All Lives Matter

June 2, 2020 Sociocultural Issues No Comments

Black lives too

As a matter of fact

All lives matter because ‘to matter’ is what life is about. More to the point: it is what life is. If something doesn’t matter by itself, then it’s not life. If something is alive, then it matters, at least to itself.

This is another way of saying ‘Life is attention.’ [see: “‘Life is attention “]

Then comes complexity.

With complexity comes more attention and more ‘mattering.’ So, within the previous definition, this is of utmost importance to life. Immediately, one has to recognize there is a substantial subjective factor in complexity.

For instance, is an animal life generally less complex than a human life?
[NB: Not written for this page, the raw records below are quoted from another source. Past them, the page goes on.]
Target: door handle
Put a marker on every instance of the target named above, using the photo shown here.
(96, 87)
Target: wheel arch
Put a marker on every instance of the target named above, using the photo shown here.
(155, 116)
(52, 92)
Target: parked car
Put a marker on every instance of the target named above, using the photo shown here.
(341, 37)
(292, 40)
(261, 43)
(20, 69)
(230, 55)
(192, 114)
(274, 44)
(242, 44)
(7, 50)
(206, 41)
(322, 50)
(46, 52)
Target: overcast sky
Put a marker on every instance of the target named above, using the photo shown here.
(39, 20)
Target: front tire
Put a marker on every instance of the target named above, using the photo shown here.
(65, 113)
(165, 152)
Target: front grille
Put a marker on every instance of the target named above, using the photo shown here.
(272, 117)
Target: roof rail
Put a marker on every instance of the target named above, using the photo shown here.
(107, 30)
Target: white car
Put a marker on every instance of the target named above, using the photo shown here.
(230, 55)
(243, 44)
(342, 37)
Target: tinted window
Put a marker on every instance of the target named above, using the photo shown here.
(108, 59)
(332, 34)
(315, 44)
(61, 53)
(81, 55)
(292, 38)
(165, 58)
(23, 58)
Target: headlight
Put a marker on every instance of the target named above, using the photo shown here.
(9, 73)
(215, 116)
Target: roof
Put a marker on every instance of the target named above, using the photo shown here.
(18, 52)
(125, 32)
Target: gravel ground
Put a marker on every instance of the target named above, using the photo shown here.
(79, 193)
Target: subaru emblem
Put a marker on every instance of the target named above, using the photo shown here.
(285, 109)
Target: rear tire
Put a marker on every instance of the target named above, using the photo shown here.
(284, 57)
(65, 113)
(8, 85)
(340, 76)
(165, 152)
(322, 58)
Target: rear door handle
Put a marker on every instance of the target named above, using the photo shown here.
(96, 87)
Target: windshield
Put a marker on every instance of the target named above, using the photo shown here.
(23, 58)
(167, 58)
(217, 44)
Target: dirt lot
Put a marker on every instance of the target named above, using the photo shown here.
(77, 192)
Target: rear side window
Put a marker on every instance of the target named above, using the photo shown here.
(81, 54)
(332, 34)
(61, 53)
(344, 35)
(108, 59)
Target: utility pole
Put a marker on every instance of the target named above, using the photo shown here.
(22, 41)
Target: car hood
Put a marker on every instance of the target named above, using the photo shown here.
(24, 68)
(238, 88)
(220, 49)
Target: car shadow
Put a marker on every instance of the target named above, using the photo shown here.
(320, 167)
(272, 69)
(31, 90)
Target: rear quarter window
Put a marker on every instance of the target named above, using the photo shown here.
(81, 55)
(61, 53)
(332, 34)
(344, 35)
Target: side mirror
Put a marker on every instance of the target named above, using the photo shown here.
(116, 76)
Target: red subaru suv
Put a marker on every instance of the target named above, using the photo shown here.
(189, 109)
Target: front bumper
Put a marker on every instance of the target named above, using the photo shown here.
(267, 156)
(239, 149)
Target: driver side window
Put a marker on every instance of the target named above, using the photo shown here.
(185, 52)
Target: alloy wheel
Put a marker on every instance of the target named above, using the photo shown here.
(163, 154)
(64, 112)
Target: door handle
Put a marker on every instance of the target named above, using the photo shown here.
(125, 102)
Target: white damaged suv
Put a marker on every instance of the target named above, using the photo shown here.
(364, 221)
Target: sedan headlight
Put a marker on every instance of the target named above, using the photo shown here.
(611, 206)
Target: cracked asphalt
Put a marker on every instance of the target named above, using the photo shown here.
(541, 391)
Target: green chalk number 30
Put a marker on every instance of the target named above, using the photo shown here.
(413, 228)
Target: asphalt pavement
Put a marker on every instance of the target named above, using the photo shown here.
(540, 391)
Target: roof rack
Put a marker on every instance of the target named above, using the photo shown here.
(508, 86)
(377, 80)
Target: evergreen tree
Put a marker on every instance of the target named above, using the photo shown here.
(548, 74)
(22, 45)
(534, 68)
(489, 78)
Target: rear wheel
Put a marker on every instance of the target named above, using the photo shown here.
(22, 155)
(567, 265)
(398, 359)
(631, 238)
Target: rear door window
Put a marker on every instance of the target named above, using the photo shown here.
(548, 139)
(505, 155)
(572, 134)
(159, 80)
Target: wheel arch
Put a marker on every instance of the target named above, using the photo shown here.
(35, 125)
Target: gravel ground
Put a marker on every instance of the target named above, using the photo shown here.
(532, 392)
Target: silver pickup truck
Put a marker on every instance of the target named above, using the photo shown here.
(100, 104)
I would say ‘Yes.’ There is less complexity but no absence.

And an unborn human life? A demented life? A comatose-vegetative life? An old life? There is subjectivity in this, to which I make no personal exemption. To keep listening to subjective differences is essential. It makes life more interestingly ‘complex,’ doesn’t it?
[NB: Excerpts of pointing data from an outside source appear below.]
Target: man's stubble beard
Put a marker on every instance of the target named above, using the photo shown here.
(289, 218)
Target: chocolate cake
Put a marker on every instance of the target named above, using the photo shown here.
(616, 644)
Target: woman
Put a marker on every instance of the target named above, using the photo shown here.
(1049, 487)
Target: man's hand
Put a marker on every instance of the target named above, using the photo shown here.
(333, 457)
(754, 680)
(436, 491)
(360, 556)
What doesn’t add to ‘complexity’ is a simple rule of thumb.

Black lives matter.

To deny this is to deny the complexity of any black person. Such denial is a simple thing to do. Apart from this, it doesn’t make sense at all.

Black lives matter because white lives matter. And red, yellow, even green ones if need be.

All lives matter.

To me, this is a better slogan.

It is not a criticism of any kind, no denigration unless one makes it so. On the other side, “Black lives matter” can be seen as meaning precisely the same.
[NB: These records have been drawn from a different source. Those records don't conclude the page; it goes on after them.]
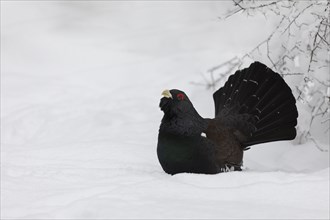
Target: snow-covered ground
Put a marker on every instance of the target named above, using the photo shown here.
(80, 88)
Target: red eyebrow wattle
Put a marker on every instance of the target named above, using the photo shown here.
(180, 96)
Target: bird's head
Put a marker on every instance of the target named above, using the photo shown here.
(175, 102)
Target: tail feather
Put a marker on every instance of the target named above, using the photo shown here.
(263, 95)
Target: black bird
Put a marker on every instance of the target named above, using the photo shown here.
(254, 106)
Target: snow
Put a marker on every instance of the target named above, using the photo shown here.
(80, 88)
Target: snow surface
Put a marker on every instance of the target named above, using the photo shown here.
(80, 87)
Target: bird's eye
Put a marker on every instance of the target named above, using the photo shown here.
(180, 96)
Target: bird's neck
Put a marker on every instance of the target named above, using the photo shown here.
(188, 124)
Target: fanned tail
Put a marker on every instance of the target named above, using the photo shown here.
(263, 99)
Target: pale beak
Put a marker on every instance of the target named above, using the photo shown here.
(166, 93)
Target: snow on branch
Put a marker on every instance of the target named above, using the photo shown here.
(298, 48)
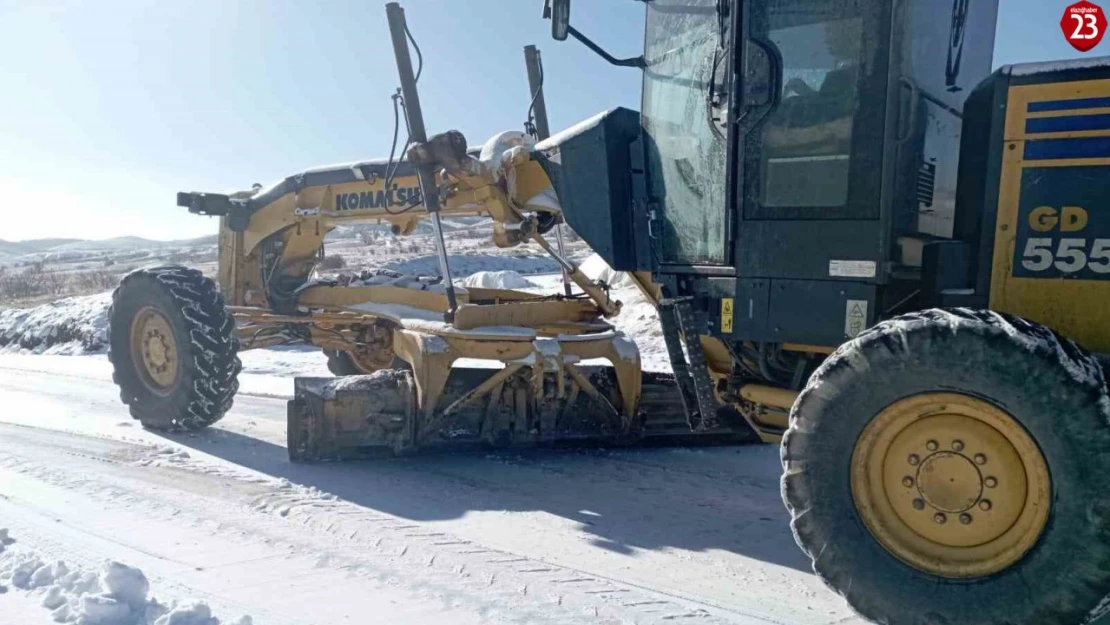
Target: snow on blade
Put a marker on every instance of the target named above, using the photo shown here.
(496, 280)
(117, 595)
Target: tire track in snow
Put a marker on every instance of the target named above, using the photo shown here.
(431, 564)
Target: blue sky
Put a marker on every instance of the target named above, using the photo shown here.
(110, 107)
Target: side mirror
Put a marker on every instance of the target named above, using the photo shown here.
(558, 12)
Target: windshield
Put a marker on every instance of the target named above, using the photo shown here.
(683, 51)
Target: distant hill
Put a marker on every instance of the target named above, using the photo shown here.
(16, 249)
(20, 248)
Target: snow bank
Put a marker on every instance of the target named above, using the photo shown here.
(496, 280)
(117, 595)
(67, 326)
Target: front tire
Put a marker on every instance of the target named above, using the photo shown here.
(173, 349)
(854, 477)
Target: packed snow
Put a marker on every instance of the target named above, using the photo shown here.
(117, 594)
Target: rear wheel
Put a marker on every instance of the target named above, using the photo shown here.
(945, 461)
(173, 349)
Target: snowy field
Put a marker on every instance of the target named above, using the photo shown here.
(109, 524)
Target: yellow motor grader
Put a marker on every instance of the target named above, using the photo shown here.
(861, 242)
(554, 369)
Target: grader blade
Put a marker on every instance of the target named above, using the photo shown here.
(346, 417)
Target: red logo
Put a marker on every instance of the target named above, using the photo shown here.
(1083, 24)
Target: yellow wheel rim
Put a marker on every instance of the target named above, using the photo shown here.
(950, 485)
(154, 350)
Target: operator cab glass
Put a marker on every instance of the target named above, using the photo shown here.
(816, 154)
(810, 124)
(685, 48)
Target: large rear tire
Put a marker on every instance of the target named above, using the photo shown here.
(173, 349)
(950, 466)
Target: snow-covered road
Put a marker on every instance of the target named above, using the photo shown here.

In a good sense, it unites. Of course, all human life matters. There should be no strife about one group mattering more than another. No violence, no divide, no protest even. It should be a matter of fact. A positive ideal to strive for by everyone, equally.

A divide can lead to an infinite proliferation of further divide.

Then where is justice?

Where should justice be? Is there justice in a divide that can only be won by the strongest? In my view, there is justice in a stance that makes the enforcement of justice less (and less) needed.

This way, justice comes ever closer to Compassion.

Black lives matter – equally much.

Absolutely. This should be in the minds of everyone, deeply engrained. As with anything else, you don’t get it there by force. It is a question of growth-from-inside. Enforcement and violence close the doors of people’s minds. Then you get two or more groups pitched against each other, each fighting for their own rights and against the other.

The very energy that keeps this fight afloat comes from the inner divide itself, inner dissociation, a battle against oneself in the first place. This can go on indefinitely or until the energy is depleted within the source. Burnout. Depression. Even suicide, one way or another, as I see in some violent rioters. Then nothing matters anymore.

‘Black lives matter’ means ‘All lives matter.’ There is no violence needed to assert this. On the contrary, no-violence will make the point come through much more poignantly. It will lead to change from inside, where it matters.

Well, to be honest, I can be violent. I guess it’s human nature. This text is not a call for complete non-violence beyond the borders of being human. But there is a big and fundamental difference between fighting-for and fighting-against. There is a big and fundamental worthiness in staying open.

There is immense beauty in the peacefully marching together of black people and whites and any other kind.